Search code examples
pymc3

Using black box likelihood in pymc3


I'm trying to include a black box likelihood function in a pymc3 model. This likelihood function just takes a vector of parameter values and returns the likelihood (all data is already included in the function).

So far I've been following this guide and have modified the code as follows to accommodate the fact my model only has one parameter k.


from elsewhere import loglikelihood

# define a theano Op for our likelihood function
class LogLike(tt.Op):

    """
    Specify what type of object will be passed and returned to the Op when it is
    called.

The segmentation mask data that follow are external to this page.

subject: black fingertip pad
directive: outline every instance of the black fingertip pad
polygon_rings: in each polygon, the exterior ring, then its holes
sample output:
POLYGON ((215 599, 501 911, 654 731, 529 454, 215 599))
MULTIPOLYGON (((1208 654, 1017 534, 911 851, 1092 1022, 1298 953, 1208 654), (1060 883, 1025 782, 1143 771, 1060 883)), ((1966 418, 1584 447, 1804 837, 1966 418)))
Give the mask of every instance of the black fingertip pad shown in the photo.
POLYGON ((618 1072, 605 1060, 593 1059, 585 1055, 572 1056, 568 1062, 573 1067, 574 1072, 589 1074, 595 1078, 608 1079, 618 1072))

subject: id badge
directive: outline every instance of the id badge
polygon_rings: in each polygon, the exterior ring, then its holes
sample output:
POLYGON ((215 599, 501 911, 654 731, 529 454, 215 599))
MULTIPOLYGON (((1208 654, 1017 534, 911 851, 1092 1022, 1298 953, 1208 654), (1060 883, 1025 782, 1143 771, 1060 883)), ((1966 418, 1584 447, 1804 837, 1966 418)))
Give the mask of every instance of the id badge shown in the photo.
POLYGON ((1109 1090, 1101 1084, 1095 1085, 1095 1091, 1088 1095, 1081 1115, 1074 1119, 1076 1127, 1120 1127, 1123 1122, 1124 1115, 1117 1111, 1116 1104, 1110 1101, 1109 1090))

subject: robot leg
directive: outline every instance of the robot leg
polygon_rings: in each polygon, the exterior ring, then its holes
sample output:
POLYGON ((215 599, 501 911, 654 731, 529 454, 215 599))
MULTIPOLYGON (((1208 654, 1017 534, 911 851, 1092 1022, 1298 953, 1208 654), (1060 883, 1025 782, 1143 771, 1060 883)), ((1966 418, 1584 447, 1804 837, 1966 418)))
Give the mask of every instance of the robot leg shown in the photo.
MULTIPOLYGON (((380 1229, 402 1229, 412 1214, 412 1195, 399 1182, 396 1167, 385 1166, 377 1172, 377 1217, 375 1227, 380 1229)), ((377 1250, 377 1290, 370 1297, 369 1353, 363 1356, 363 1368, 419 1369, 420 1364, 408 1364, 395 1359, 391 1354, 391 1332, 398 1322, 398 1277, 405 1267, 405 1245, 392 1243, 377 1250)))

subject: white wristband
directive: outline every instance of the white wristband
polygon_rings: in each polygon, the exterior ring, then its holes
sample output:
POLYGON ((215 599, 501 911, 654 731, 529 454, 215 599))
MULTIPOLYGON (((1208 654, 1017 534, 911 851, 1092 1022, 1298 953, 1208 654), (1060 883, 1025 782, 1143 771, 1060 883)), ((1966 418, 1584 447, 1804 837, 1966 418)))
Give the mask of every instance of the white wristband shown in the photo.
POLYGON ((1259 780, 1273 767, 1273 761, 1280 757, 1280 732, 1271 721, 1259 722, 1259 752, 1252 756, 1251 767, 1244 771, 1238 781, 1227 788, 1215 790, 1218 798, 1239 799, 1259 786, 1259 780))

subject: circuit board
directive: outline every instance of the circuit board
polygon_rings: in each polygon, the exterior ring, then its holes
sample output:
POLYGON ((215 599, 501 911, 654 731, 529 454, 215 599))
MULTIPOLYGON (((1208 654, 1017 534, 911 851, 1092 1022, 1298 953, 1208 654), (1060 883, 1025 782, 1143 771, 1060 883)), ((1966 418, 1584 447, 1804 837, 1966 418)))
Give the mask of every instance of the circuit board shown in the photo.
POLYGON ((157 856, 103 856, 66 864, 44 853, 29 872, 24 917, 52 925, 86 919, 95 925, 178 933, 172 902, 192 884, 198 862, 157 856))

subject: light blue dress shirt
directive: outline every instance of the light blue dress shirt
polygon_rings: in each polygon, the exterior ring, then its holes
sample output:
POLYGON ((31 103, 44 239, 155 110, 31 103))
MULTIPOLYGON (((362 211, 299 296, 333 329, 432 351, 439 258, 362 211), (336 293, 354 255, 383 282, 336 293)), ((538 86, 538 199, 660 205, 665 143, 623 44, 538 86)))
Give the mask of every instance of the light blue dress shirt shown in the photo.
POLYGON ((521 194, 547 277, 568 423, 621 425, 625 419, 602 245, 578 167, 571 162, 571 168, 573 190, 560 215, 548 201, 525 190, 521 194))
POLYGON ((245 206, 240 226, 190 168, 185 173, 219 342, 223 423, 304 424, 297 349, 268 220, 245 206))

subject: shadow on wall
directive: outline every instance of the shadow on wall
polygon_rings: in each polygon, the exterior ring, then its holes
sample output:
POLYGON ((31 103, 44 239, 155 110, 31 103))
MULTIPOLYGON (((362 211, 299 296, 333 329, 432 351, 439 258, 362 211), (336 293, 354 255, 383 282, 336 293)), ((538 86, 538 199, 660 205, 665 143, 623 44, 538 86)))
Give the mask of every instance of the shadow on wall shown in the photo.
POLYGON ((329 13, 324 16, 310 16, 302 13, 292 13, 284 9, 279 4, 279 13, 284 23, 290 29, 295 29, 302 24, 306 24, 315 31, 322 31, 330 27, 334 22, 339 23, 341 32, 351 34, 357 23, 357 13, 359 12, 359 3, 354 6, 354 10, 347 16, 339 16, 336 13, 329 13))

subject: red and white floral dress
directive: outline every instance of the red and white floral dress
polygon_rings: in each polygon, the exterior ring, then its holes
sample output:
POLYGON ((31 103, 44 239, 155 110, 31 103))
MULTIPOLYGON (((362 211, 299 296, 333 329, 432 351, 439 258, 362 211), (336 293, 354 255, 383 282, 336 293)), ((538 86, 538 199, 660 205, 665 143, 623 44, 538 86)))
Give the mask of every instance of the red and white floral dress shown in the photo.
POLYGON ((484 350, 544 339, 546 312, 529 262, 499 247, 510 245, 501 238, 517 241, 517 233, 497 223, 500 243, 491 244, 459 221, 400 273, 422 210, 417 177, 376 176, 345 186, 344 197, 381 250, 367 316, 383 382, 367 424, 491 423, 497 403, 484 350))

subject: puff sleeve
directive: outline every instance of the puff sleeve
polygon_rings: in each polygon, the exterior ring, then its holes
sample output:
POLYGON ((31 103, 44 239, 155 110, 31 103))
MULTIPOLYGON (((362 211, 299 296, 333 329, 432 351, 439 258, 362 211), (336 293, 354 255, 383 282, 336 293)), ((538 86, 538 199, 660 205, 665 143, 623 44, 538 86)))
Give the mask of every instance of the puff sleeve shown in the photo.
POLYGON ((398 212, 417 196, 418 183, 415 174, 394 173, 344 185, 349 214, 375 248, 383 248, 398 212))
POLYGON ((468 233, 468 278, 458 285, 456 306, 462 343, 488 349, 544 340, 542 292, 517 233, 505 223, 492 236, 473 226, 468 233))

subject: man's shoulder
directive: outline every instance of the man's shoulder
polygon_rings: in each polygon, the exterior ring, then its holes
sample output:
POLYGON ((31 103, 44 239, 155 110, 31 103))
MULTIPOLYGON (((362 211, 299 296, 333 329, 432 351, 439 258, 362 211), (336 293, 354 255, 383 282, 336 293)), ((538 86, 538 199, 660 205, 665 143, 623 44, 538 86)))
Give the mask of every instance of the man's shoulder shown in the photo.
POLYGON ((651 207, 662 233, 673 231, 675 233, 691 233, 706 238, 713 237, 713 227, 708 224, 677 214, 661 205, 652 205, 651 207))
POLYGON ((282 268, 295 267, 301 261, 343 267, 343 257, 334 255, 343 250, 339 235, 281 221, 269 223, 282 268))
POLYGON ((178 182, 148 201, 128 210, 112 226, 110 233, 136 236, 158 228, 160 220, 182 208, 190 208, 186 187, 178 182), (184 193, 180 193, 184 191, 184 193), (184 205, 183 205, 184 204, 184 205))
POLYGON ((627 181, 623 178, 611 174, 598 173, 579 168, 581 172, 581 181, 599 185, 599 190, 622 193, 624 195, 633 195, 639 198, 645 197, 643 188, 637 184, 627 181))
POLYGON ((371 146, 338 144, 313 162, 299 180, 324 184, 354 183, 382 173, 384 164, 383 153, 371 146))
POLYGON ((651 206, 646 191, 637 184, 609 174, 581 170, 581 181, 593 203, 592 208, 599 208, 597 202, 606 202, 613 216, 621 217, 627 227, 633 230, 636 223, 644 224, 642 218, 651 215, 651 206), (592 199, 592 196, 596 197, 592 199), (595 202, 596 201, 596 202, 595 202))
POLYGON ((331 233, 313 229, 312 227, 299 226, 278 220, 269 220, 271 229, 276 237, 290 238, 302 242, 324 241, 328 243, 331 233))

In our case we will be passing it a vector of values (the parameters
    that define our model) and returning a single "scalar" value (the
    log-likelihood)
    """

    itypes = [tt.dvector]  # expects a vector of parameter values when called
    otypes = [tt.dscalar]  # outputs a single scalar value (the log likelihood)

    def __init__(self, loglike):
        """
        Initialise the Op with various things that our log-likelihood function
        requires. Below are the things that are needed in this particular
        example.

        Parameters
        ----------
        loglike:
            The log-likelihood (or whatever) function we've defined
        """

        # add inputs as class attributes
        self.loglikelihood = loglike

    def perform(self, node, inputs, outputs):
        # the method that is used when calling the Op
        (theta,) = inputs  # this will contain my variables

        # call the log-likelihood function
        logl = self.loglikelihood(theta)

        outputs[0][0] = np.array(logl)  # output the log-likelihood


fixed_sigma_loglikelihood = lambda x: loglikelihood(np.concatenate((x,nul_sigmas)))
logl = lh.LogLike(fixed_sigma_loglikelihood)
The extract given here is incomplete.